Pour moi, et je ne suis sans doute pas le seul, cette information est à la fois source d’amertume et de colère. Les français, en la personne de l’ingénieur français Edgard Nazare (1914-1998), mais aussi du canadien Louis Michaud, ont été depuis les années 50 des pionniers largement en pointe dans ce domaine. Nazare qui connaissait son sujet sur le bout du doigt n’aurait pas parié sur la réussite du projet américain. Voici ce qu’il disait de cette approche « S’il est effectivement possible de générer artificiellement un mini cyclone et de le maîtriser, la cheminée solaire n’exploite que l’effet de d l’ascendance verticale de l’air chaud… alors que la tour à vortex bénéficie de deux apports supplémentaires d’énergie: les forces de Coriolis qui entretiennent la rotation de l’air et une hauteur de la cheminée virtuelle (un tourbillon atmosphérique pouvant atteindre plusieurs milliers de mètres), Et de souligner « Plus la hauteur de la « cheminée » est élevée (comprendre la tour), plus le « tirage » (donc le rendement) est important. »
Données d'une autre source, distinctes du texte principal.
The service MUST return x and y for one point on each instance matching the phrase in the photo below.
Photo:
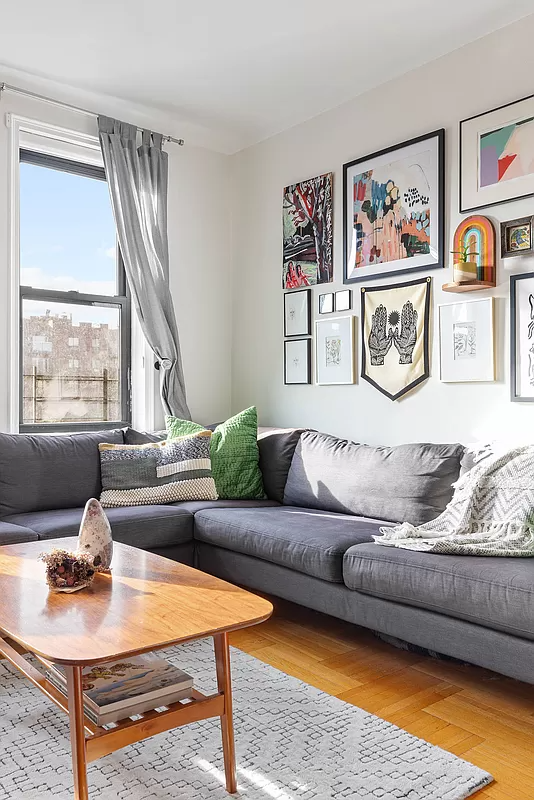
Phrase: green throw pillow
(234, 454)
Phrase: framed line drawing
(522, 337)
(326, 303)
(297, 313)
(496, 161)
(297, 361)
(334, 350)
(394, 210)
(466, 341)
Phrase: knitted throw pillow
(158, 472)
(234, 454)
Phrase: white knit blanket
(491, 512)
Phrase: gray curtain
(137, 176)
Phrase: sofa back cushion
(39, 473)
(407, 483)
(276, 446)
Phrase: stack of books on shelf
(124, 688)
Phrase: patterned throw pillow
(234, 454)
(158, 472)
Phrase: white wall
(480, 76)
(199, 242)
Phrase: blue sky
(67, 235)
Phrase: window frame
(122, 300)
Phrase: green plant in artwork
(465, 254)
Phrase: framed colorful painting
(308, 234)
(497, 156)
(394, 210)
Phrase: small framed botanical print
(466, 341)
(334, 350)
(343, 300)
(297, 361)
(522, 337)
(326, 303)
(297, 313)
(516, 237)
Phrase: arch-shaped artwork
(477, 234)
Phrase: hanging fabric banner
(395, 330)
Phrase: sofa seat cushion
(302, 539)
(495, 592)
(39, 472)
(13, 534)
(141, 526)
(194, 506)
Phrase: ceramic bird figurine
(95, 536)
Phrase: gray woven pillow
(157, 472)
(407, 483)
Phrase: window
(73, 297)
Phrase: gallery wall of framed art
(471, 391)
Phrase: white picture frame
(334, 351)
(297, 362)
(467, 341)
(297, 313)
(522, 337)
(481, 183)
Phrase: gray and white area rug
(293, 742)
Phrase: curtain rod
(5, 87)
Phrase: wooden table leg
(77, 732)
(224, 684)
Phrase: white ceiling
(242, 69)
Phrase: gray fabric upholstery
(304, 539)
(276, 446)
(131, 436)
(13, 534)
(408, 483)
(491, 649)
(497, 592)
(45, 472)
(184, 553)
(140, 526)
(193, 506)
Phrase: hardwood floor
(481, 716)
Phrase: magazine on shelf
(126, 687)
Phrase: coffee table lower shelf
(90, 742)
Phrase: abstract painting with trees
(308, 236)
Les applications du principe de venturi pour créer et alimenter des vortex artificiels restent rares et peu connues. Pourtant elles sont une solution rêvée pour des installations dans des contrées chaudes et peu urbanisées. Pour ma part, j’imaginais que les tours de Nazare pouvaient potentiellement créer des climats artificiels notamment en récupérant la nuit des rosées issues des condensations entre les parties chaudes et froides des tours. Aujourd’hui, dans le monde, il se développe un ensemble d’expériences sur l’exploitation des vortex. Les rares initiatives françaises sont méconnues et mal soutenues. On peut souhaiter que les progrès techniques et les expériences se multiplient dans le monde y compris sur le climat.
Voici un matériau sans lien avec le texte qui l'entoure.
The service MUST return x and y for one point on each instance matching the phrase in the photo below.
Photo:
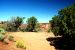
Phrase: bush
(1, 37)
(11, 38)
(2, 31)
(64, 25)
(32, 21)
(20, 44)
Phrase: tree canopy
(64, 24)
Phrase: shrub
(11, 38)
(2, 31)
(20, 44)
(1, 37)
(32, 21)
(64, 24)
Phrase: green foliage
(11, 38)
(64, 24)
(1, 37)
(14, 23)
(2, 33)
(32, 21)
(20, 44)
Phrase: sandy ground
(35, 41)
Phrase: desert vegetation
(61, 33)
(63, 25)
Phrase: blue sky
(43, 10)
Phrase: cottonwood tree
(63, 24)
(31, 24)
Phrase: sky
(43, 10)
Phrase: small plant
(1, 37)
(20, 44)
(11, 38)
(2, 31)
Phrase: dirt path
(35, 41)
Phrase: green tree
(64, 25)
(14, 23)
(32, 21)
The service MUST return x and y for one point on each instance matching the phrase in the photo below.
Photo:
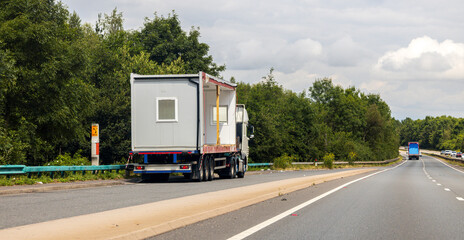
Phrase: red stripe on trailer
(210, 79)
(219, 149)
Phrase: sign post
(95, 145)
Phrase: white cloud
(361, 42)
(426, 57)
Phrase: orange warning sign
(94, 131)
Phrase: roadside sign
(94, 130)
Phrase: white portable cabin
(179, 113)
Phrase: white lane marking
(448, 165)
(287, 213)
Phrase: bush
(328, 160)
(283, 161)
(67, 160)
(352, 156)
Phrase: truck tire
(203, 169)
(199, 171)
(232, 168)
(240, 174)
(210, 168)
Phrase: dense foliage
(434, 132)
(327, 119)
(58, 76)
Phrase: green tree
(49, 95)
(165, 41)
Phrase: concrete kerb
(151, 219)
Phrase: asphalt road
(417, 200)
(22, 209)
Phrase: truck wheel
(232, 168)
(242, 173)
(210, 168)
(199, 171)
(203, 169)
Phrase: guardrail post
(95, 145)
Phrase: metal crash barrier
(22, 169)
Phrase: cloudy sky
(409, 52)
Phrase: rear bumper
(162, 168)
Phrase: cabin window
(222, 115)
(166, 109)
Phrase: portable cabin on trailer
(187, 124)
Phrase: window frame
(176, 113)
(213, 115)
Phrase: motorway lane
(22, 209)
(402, 203)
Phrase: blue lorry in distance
(413, 150)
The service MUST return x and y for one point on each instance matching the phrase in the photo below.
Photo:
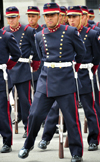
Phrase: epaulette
(94, 26)
(26, 27)
(97, 23)
(3, 28)
(4, 32)
(88, 30)
(66, 27)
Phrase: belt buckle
(52, 65)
Le lecteur intéressé trouvera sur la Toile de nombreuses références à ces travaux audacieux sur les vortex énergétiques en matière de R&D. Selon mes informations, Louis Michaud, au Canada, poursuit des expériences sur les vortex. En France, faute de soutien, d’esprit de conquête et de vision, nous avons perdu l’occasion de devenir leader dans un système à la pointe de la R&D en matière d’énergies nouvelles. Espérons qu’un responsable français un peu audacieux creusera la question et lancera un projet pour la France. On peut rêver, non ?

Pour en savoir plus.

NOTE
(1) Selon des études du The Shit Project, le KWh solaire coûterait de 10 à 30 fois plus en investissement que le KWh nucléaire. La solution préconisée consiste à investir massivement sur les économies d’énergies.